Ein ernüchternder Bericht. Basierend auf einem Interview mit Prof. Gratzl von der Uni München. Prof. Gratzl ist Herausgeber des Lehrbuchs „Histologie“ im Springer-Verlag. Der Mann guckt hin, weiß Bescheid.

Und wundert sich über Kollegen, die nicht hingucken und auch Bescheid wissen (wollen). Das führt gelegentlich zu recht lustigem Geplänkel.

Denn Prof. Gratzl kann, weil er hinguckt, beweisen, dass 95% des menschlichen Serotonins sich im Magen und Darm befindet. Dort in der Schleimhaut. Also gilt für ihn:


  • Serotonin kontrolliert die Bewegung des Darmes.
  • Serotonin hat keine stimmungsaufhellende Funktion.

Ergibt sich für ihn schon aus der Mengenverteilung. 5% im Gehirn? Nur? Die sollen etwas bewirken? Dumm aber auch, dass sogar die Deutsche Gesellschaft für Psychiatrie (News vom 15.02.2012) in Antwort auf eine SPIEGEL-Anklage zugegeben hat


  • Bei mittelschwerer Depression wirken Psychopharmaka in 35%
  • während ein Placebo nur in 30% wirkt.

Unverzeihlich. Unvergesslich. Entlarvend. Was war denn da passiert? Hat jemand seine Tabletten nicht geschluckt? Die Frage hat einen ernsten Hintergrund: Wir wissen, dass gerade Fachkollegen recht häufig auf Psychopharmaka angewiesen sind. Nun ja: Dann kennen die sich auch aus. Ich seh das positiv.
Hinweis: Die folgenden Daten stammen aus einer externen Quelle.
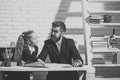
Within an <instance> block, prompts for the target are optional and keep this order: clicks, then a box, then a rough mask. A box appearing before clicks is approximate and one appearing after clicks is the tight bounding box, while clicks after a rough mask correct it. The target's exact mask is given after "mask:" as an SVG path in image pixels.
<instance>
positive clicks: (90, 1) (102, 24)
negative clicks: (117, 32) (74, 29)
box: [82, 0, 120, 65]
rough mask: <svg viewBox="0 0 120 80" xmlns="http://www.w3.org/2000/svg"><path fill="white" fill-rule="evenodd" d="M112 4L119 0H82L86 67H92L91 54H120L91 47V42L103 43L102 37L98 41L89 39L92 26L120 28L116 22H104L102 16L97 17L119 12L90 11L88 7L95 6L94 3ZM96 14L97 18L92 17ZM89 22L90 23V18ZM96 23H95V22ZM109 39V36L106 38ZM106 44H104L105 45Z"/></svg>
mask: <svg viewBox="0 0 120 80" xmlns="http://www.w3.org/2000/svg"><path fill="white" fill-rule="evenodd" d="M99 2H100V3H113V2H120V0H82V12H83V26H84V34H85V37H84V38H85V39H84V40H85V45H86V53H87V54H86V56H87V57H86V63H87V64H88V65H92V60H93V55H94V54H93V53H95V52H102V53H103V52H116V53H120V50H119V49H116V48H114V49H108V48H105V49H103V48H97V49H96V48H94V49H93V46H92V45H91V42H94V41H95V42H99V43H105V42H104V38H105V36H104V37H101V40H103V41H100V40H98V41H97V39H96V40H95V38H91V28H92V26H115V27H116V26H120V23H117V22H111V20H110V19H109V20H108V21H105V19H104V18H105V17H104V16H99V15H101V14H102V15H103V14H105V15H106V14H119V13H120V11H119V10H94V9H93V10H91V9H90V8H89V7H90V5H89V4H91V3H92V4H95V3H99ZM96 14H98V16H94V15H96ZM91 16H92V18H91V21H93V22H90V17H91ZM95 21H96V22H95ZM108 37H109V36H108ZM116 38H120V37H119V36H116ZM105 44H106V43H105Z"/></svg>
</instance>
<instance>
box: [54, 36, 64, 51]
mask: <svg viewBox="0 0 120 80" xmlns="http://www.w3.org/2000/svg"><path fill="white" fill-rule="evenodd" d="M62 39H63V37H61V38H60V40H59V41H57V42H56V43H55V44H56V46H57V48H58V51H59V53H60V48H61V44H62Z"/></svg>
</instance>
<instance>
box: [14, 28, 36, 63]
mask: <svg viewBox="0 0 120 80" xmlns="http://www.w3.org/2000/svg"><path fill="white" fill-rule="evenodd" d="M32 33H34V31H33V30H29V31H26V32H23V33H22V34H21V35H20V36H19V37H18V40H17V43H16V47H15V53H14V58H13V59H14V61H17V62H19V61H20V60H21V58H22V51H23V47H24V46H26V45H27V44H28V40H30V38H31V36H30V34H32Z"/></svg>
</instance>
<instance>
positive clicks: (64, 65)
mask: <svg viewBox="0 0 120 80" xmlns="http://www.w3.org/2000/svg"><path fill="white" fill-rule="evenodd" d="M24 67H40V68H45V67H46V68H70V67H72V65H70V64H58V63H45V64H41V63H39V62H35V63H29V64H25V65H24Z"/></svg>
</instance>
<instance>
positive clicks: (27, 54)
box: [7, 30, 44, 80]
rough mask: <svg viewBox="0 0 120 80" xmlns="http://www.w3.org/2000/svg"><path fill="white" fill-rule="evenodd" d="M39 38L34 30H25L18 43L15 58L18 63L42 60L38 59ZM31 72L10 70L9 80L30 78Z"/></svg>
mask: <svg viewBox="0 0 120 80" xmlns="http://www.w3.org/2000/svg"><path fill="white" fill-rule="evenodd" d="M37 43H38V40H37V36H36V34H35V32H34V31H32V30H30V31H26V32H23V33H22V34H21V35H20V36H19V37H18V41H17V43H16V48H15V54H14V60H15V61H17V65H18V66H21V65H24V63H33V62H36V61H39V62H41V63H44V62H42V60H40V59H37V54H38V46H37ZM30 73H31V72H9V73H8V77H7V80H30Z"/></svg>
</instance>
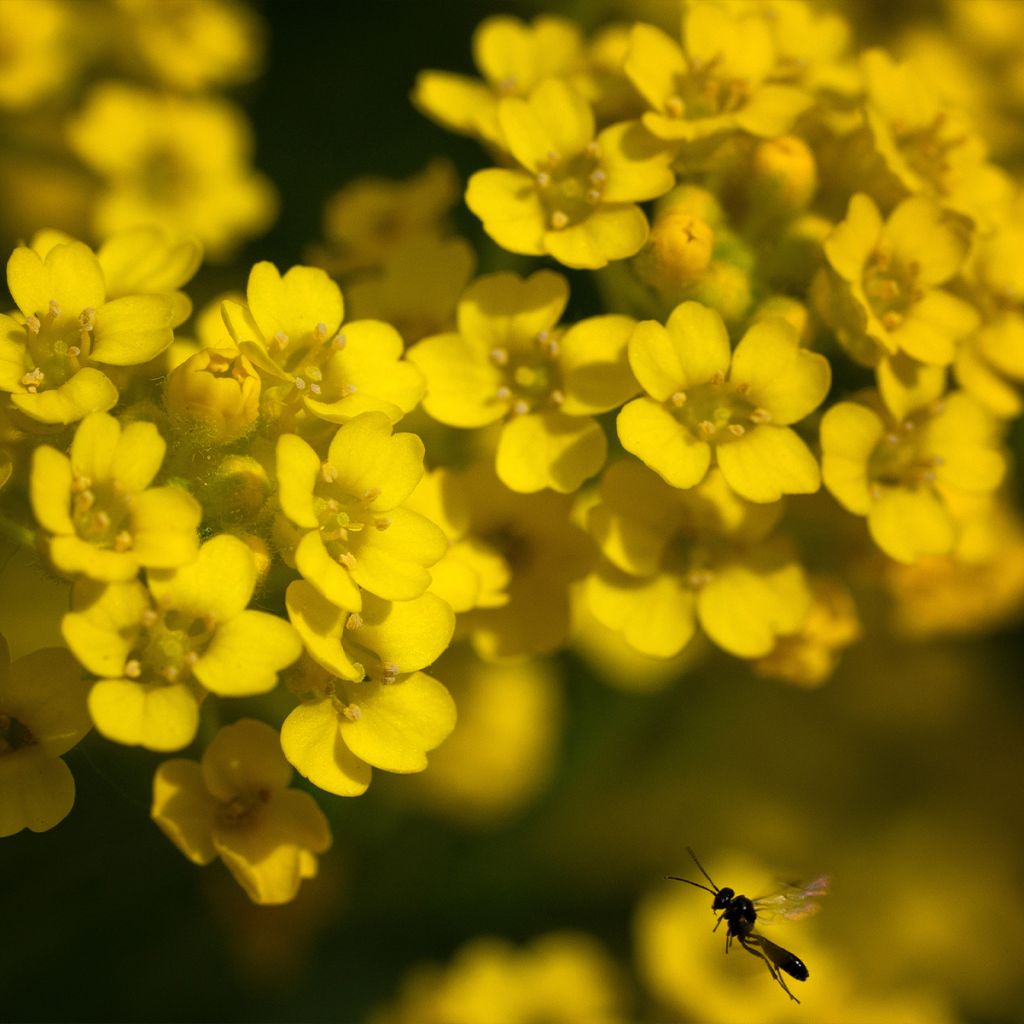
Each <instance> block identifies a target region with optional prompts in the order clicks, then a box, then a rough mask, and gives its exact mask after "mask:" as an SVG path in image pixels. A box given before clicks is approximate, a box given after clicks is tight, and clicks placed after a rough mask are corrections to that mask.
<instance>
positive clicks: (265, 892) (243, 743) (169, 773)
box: [151, 718, 331, 904]
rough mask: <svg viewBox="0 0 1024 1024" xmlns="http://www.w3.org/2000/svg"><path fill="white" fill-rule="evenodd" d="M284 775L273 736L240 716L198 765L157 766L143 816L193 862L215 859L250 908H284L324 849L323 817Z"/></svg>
mask: <svg viewBox="0 0 1024 1024" xmlns="http://www.w3.org/2000/svg"><path fill="white" fill-rule="evenodd" d="M291 778H292V768H291V765H289V763H288V762H287V761H286V760H285V756H284V755H283V754H282V752H281V741H280V737H279V736H278V733H276V731H275V730H274V729H272V728H270V726H268V725H265V724H264V723H263V722H258V721H256V720H255V719H251V718H244V719H242V720H240V721H238V722H234V723H233V724H232V725H225V726H224V727H223V728H222V729H221V730H220V731H219V732H218V733H217V735H216V736H214V738H213V740H212V741H211V742H210V745H209V746H208V748H207V750H206V753H205V754H204V755H203V760H202V761H201V762H197V761H190V760H187V759H185V758H175V759H173V760H171V761H165V762H164V763H163V764H162V765H161V766H160V767H159V768H158V769H157V773H156V775H155V776H154V779H153V807H152V812H151V813H152V815H153V819H154V821H156V822H157V824H158V825H159V826H160V827H161V829H162V830H163V831H164V834H165V835H166V836H167V838H168V839H169V840H170V841H171V842H172V843H173V844H174V845H175V846H176V847H177V848H178V849H179V850H180V851H181V852H182V853H183V854H184V855H185V856H186V857H187V858H188V859H189V860H190V861H193V863H196V864H209V863H211V862H212V861H213V860H214V859H215V858H217V857H220V859H221V860H222V861H223V862H224V864H225V865H226V866H227V868H228V870H229V871H230V872H231V874H233V876H234V879H236V881H237V882H238V883H239V885H240V886H242V888H243V889H245V891H246V892H247V893H248V894H249V898H250V899H251V900H252V901H253V902H254V903H262V904H276V903H288V902H289V901H291V900H292V899H294V898H295V894H296V893H297V892H298V889H299V886H300V885H301V884H302V882H303V881H304V880H305V879H312V878H314V877H315V876H316V871H317V869H318V866H319V865H318V862H317V859H316V857H317V854H321V853H325V852H326V851H327V850H329V849H330V847H331V827H330V825H329V824H328V821H327V818H326V817H325V816H324V812H323V811H322V810H321V809H319V808H318V807H317V806H316V802H315V801H314V800H313V798H312V797H310V796H309V794H308V793H302V792H301V791H299V790H290V788H288V783H289V782H290V781H291Z"/></svg>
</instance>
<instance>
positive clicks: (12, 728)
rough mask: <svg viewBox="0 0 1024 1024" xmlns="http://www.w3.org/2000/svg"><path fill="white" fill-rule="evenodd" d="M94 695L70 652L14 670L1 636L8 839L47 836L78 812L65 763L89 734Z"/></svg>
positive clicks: (73, 780)
mask: <svg viewBox="0 0 1024 1024" xmlns="http://www.w3.org/2000/svg"><path fill="white" fill-rule="evenodd" d="M88 688H89V684H88V683H86V682H84V681H83V679H82V674H81V671H80V670H79V667H78V666H77V665H76V664H75V659H74V658H73V657H72V656H71V654H69V653H68V651H67V650H65V649H63V648H61V647H47V648H44V649H43V650H37V651H33V653H31V654H27V655H26V656H25V657H19V658H18V659H17V660H16V662H14V663H13V665H12V664H11V660H10V652H9V650H8V648H7V641H6V640H5V639H4V638H3V636H2V635H0V838H3V837H5V836H13V835H14V834H15V833H18V831H20V830H22V829H23V828H31V829H32V831H46V830H47V829H48V828H52V827H53V826H54V825H55V824H57V823H59V822H60V821H62V820H63V818H65V817H66V816H67V814H68V812H69V811H70V810H71V808H72V804H74V802H75V779H74V778H73V777H72V774H71V771H70V769H69V768H68V766H67V765H66V764H65V763H63V761H61V760H60V755H61V754H67V753H68V751H70V750H71V749H72V748H73V746H74V745H75V744H76V743H77V742H78V741H79V740H80V739H81V738H82V737H83V736H84V735H85V734H86V733H87V732H88V731H89V713H88V712H87V711H86V707H85V695H86V692H87V691H88Z"/></svg>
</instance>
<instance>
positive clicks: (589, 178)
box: [466, 79, 675, 269]
mask: <svg viewBox="0 0 1024 1024" xmlns="http://www.w3.org/2000/svg"><path fill="white" fill-rule="evenodd" d="M498 119H499V123H500V125H501V130H502V135H503V137H504V139H505V145H506V146H507V148H508V150H509V152H510V153H511V154H512V156H513V157H514V158H515V160H516V162H517V163H518V164H519V165H520V169H516V170H507V169H505V168H489V169H487V170H484V171H477V172H476V173H475V174H474V175H473V176H472V177H471V178H470V179H469V185H468V187H467V188H466V205H467V206H468V207H469V208H470V210H472V211H473V213H475V214H476V215H477V216H478V217H479V218H480V219H481V220H482V221H483V227H484V230H485V231H486V232H487V233H488V234H489V236H490V237H492V238H493V239H494V240H495V241H496V242H497V243H498V244H499V245H500V246H502V247H503V248H504V249H508V250H509V251H510V252H514V253H523V254H525V255H529V256H541V255H544V254H545V253H547V254H548V255H550V256H553V257H554V258H555V259H556V260H558V262H560V263H563V264H565V266H571V267H582V268H586V269H596V268H597V267H602V266H604V265H605V264H606V263H608V261H609V260H616V259H626V258H627V257H628V256H632V255H633V254H634V253H636V252H637V251H638V250H639V249H640V247H641V246H642V245H643V244H644V242H645V241H646V239H647V218H646V217H645V216H644V214H643V211H642V210H641V209H640V207H638V206H637V205H636V204H637V203H638V202H641V201H643V200H648V199H654V198H655V197H657V196H662V195H663V194H665V193H667V191H668V190H669V189H670V188H671V187H672V186H673V185H674V184H675V175H673V173H672V171H671V169H670V167H669V164H670V163H671V160H672V153H671V150H670V148H669V147H667V146H666V145H665V144H664V143H660V142H658V141H657V140H656V139H654V138H653V137H652V136H650V135H648V134H647V132H646V131H645V130H644V129H643V128H642V127H641V126H640V124H639V123H637V122H624V123H622V124H617V125H612V126H611V127H609V128H605V129H604V130H603V131H601V132H599V133H597V134H596V136H595V123H594V114H593V112H592V111H591V108H590V104H589V103H588V102H587V100H586V99H584V98H583V96H581V95H580V94H579V93H578V92H575V91H574V90H573V89H572V88H571V87H570V86H568V85H566V84H565V83H564V82H562V81H560V80H558V79H548V80H546V81H544V82H541V83H540V84H539V85H538V86H537V87H536V88H535V89H532V90H531V91H530V93H529V96H528V97H527V98H525V99H520V98H518V97H510V98H507V99H503V100H502V101H501V103H500V104H499V108H498Z"/></svg>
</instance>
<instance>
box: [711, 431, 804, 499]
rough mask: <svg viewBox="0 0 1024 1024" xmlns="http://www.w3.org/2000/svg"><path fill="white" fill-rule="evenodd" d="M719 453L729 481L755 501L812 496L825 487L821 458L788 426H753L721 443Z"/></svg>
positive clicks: (719, 467) (718, 452)
mask: <svg viewBox="0 0 1024 1024" xmlns="http://www.w3.org/2000/svg"><path fill="white" fill-rule="evenodd" d="M715 452H716V456H717V458H718V465H719V468H720V469H721V470H722V475H723V476H724V477H725V479H726V482H727V483H728V484H729V486H730V487H732V489H733V490H735V492H736V494H737V495H740V496H741V497H743V498H745V499H746V500H748V501H751V502H777V501H778V500H779V498H781V497H782V495H812V494H814V492H815V490H817V489H818V487H820V486H821V472H820V470H819V469H818V464H817V461H816V460H815V458H814V456H813V455H811V451H810V449H809V447H808V446H807V445H806V444H805V443H804V442H803V441H802V440H801V439H800V437H799V436H798V435H797V433H796V432H795V431H794V430H791V429H790V428H788V427H775V426H771V425H769V424H762V425H760V426H756V427H752V428H750V429H748V431H746V433H745V434H743V436H742V437H737V438H736V439H735V440H732V441H727V442H725V443H722V444H719V445H717V446H716V450H715Z"/></svg>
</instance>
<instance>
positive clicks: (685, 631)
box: [585, 459, 811, 657]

Doch zurück zum Interview.


Frage: Die wichtigsten Antidepressiva blockieren Transportmoleküle von Serotonin. Verhindern möglichst die Wiederaufnahme von Serotonin aus dem postsynaptischen Spalt (da wirkt Serotonin) zurück in den Nerv. Dadurch soll Serotonin sich im Spalt ein bisschen anreichern. Die Frage nun: Gibt es diese Transportmoleküle von Serotonin nur im Gehirn oder auch im Darm?


Gratzl: Diese Transportmoleküle sind in großer Zahl im Darm vorhanden.


Frage: Wenn man jetzt ein Psychopharmakon einnimmt, zum Beispiel Citalopram, das dieses Transportmolekül blockiert, wird dann der Darm krank? Ist also der Reizdarm eine Folge von Psychopharmaka?


Gratzl: Das ist bisher noch nicht untersucht. (Noch einmal: Das ist bisher noch nicht untersucht! Wir sind hier in der Schulmedizin. Da gibt es viele Fragen, aber selten Antworten.)


Frage: Ist denn überhaupt geklärt, ob die Antidepressiva bis ins Gehirn gelangen? Werden die vielleicht schon im Darm abgefangen?


Gratzl: Das ist bisher noch nicht untersucht. (Noch einmal: Das ist bisher noch nicht untersucht.)


Wir sind hier an der Vorderfront der Wissenschaft: Man weiß nichts. „Das ist bisher noch nicht untersucht“. Den Satz merk ich mir.

Mir bleibt von Prof. Gratzl ein goldenes Statement:


Serotonin drückt den Stuhl zum Darmausgang.


Wer hier Schwierigkeiten hat, versteht diesen Satz sofort. Auf die Idee, in diesen Fällen (Obstipation, Verstopfung) kräftig Tryptophan-Kapseln zu schlucken, bin aber auch ich bisher nicht gekommen.

PS: Als Praktiker bin ich Prof. Gratzl in einem Punkt überlegen: Ich weiß, dass Serotonin eine stimmungsaufhellende Funktion hat. Weil wir das ausprobieren. Weil Sie das ausprobiert haben und mir daraufhin so angenehme Briefe schreiben.

Hier sieht Prof. Gratzl, sicherlich ein sehr korrekter und tatsachenorientierter Mensch (Histologe) ein bisschen zu schwarz.